Verifying the Configuration
Once you’ve updated the ConfigMap and applied the necessary IAM permissions, restart the CoreDNS pods:
kubectl rollout restart deployment coredns -n kube-system
After the restart:
-
Test DNS Resolution: Use a pod within your cluster to resolve a record from your Route53 private hosted zone:
nslookup <record>.<domain> <coredns-cluster-ip>
Replace
<record>
and<domain>
with a record in your hosted zone. -
Monitor CoreDNS Logs: Check the CoreDNS pod logs for errors or to confirm that queries to Route53 are succeeding:
kubectl logs -n kube-system -l k8s-app=kube-dns
Troubleshooting
If your CoreDNS pods fail to restart after modifying the ConfigMap, it may be due to missing IAM permissions.
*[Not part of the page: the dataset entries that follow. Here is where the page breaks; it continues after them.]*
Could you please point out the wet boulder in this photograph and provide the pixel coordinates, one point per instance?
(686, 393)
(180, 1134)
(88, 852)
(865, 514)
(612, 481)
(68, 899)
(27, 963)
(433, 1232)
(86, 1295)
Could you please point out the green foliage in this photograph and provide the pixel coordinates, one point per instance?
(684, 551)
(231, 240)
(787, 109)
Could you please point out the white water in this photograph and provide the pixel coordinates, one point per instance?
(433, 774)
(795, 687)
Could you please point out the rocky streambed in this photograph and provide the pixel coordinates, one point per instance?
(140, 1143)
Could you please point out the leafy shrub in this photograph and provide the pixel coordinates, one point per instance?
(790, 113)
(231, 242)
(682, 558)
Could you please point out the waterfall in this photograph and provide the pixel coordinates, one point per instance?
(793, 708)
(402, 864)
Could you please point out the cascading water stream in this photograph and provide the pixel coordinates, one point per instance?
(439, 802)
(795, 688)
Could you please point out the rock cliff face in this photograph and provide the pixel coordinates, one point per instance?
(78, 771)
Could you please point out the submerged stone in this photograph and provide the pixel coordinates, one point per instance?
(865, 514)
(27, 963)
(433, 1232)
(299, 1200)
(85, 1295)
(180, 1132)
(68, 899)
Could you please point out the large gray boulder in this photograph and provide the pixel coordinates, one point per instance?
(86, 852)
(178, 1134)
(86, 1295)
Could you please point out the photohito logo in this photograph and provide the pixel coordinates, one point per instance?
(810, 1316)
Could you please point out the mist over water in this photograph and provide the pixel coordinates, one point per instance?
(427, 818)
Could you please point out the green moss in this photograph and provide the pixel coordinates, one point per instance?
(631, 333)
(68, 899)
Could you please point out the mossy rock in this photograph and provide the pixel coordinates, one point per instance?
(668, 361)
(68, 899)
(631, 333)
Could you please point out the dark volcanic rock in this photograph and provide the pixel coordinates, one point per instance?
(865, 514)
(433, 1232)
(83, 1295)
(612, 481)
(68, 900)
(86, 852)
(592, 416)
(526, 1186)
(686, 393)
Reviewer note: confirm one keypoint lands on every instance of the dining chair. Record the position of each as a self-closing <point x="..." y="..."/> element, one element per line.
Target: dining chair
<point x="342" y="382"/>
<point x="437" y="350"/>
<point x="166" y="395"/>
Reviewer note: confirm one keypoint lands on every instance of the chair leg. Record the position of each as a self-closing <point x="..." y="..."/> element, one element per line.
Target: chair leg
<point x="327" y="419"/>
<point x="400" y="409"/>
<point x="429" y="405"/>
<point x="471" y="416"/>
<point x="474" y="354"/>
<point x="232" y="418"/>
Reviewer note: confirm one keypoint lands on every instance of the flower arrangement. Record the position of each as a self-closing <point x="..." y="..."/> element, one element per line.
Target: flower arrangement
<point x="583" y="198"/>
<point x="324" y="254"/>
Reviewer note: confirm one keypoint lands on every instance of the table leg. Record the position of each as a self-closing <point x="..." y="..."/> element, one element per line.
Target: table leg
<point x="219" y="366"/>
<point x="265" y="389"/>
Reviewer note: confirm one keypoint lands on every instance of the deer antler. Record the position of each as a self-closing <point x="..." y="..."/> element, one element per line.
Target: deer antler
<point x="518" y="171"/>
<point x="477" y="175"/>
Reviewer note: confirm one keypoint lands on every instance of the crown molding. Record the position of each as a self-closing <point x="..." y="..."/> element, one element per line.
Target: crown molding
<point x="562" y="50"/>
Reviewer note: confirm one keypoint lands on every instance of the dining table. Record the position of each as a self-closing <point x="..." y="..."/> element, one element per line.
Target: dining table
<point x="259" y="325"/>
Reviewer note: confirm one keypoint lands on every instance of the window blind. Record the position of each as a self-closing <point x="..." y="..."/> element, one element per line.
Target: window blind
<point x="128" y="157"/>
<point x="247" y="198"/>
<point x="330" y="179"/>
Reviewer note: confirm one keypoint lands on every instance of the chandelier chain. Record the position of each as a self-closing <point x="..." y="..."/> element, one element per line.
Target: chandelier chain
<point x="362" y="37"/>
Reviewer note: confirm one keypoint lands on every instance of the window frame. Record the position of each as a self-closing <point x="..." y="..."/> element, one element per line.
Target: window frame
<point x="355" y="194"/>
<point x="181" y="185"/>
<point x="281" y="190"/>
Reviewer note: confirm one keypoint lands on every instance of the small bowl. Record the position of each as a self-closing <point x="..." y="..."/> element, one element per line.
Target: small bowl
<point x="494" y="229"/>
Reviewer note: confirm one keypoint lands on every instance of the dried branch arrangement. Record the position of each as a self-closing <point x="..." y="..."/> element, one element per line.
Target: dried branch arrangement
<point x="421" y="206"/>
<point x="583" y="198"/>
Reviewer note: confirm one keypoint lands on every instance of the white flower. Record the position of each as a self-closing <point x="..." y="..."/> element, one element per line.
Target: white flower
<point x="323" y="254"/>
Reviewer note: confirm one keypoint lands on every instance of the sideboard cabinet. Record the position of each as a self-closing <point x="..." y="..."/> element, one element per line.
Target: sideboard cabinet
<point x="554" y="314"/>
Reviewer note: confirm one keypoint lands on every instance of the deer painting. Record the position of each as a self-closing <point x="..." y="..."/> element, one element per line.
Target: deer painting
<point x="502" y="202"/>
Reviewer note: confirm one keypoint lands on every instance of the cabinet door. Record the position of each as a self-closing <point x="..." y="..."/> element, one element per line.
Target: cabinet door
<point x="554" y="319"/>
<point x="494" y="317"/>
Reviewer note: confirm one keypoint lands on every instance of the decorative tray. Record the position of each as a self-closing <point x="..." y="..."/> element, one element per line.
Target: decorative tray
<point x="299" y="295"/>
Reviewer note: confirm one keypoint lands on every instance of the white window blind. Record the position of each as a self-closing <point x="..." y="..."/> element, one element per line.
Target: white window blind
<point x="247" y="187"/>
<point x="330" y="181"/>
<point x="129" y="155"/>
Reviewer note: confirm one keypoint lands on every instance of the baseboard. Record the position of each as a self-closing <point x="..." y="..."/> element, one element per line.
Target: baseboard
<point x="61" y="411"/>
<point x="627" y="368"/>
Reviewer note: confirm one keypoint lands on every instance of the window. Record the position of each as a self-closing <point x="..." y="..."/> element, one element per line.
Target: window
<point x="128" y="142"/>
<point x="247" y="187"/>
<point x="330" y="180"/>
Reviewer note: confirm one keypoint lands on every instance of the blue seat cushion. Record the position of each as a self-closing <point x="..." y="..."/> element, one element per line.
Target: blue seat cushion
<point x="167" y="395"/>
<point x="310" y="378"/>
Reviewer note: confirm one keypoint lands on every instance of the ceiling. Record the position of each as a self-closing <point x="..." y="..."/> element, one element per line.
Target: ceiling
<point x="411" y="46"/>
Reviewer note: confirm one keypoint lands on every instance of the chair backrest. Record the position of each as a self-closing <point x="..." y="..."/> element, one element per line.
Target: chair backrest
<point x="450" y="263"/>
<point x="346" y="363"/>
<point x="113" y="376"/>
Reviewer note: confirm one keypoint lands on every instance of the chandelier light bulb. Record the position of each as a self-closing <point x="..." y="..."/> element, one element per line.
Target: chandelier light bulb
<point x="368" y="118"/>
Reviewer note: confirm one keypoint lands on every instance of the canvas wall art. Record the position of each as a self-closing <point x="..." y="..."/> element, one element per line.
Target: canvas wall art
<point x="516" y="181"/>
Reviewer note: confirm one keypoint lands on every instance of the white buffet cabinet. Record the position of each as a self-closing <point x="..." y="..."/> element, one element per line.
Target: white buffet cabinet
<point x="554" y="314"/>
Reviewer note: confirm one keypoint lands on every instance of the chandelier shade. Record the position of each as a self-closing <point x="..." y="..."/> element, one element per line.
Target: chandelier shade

Double-check the following:
- IAM Role or Service Account: Ensure the CoreDNS pods have the necessary permissions to access Route53.
- ConfigMap Syntax: Ensure there are no syntax errors in your ConfigMap.
Additional Configuration Options
The CoreDNS Route53 plugin supports advanced configurations:
-
Explicit AWS Credentials: You can explicitly define AWS credentials in the plugin configuration if the default credentials chain is insufficient.
-
Custom Polling Interval: Modify the polling interval (default: 60 seconds) to suit your needs by adding the
ttl
option in theCorefile
:<domain> { route53 <domain>.:<Hosted Zone ID> { ttl 120 } }
For more details, refer to the CoreDNS Route53 plugin documentation.
Benefits of Using CoreDNS with Route53
- Simple Integration: No need for additional DNS servers or complex configurations.
- Dynamic Updates: DNS records from Route53 are refreshed automatically, ensuring pods have access to the latest records.
- Seamless Service Discovery: Pods can resolve internal addresses without relying on external services.
- Native Kubernetes Support: CoreDNS is already the default DNS service for Kubernetes, making this solution highly compatible.
Conclusion
Enabling the CoreDNS Route53 plugin is a straightforward way to resolve private Route53 records from within your EKS cluster. By updating the CoreDNS ConfigMap and ensuring the correct IAM permissions, you can seamlessly integrate Route53 with Kubernetes, allowing for dynamic and reliable service discovery.
This simple yet powerful solution enhances the flexibility and functionality of your Kubernetes networking setup, enabling your applications to interact more effectively with AWS resources.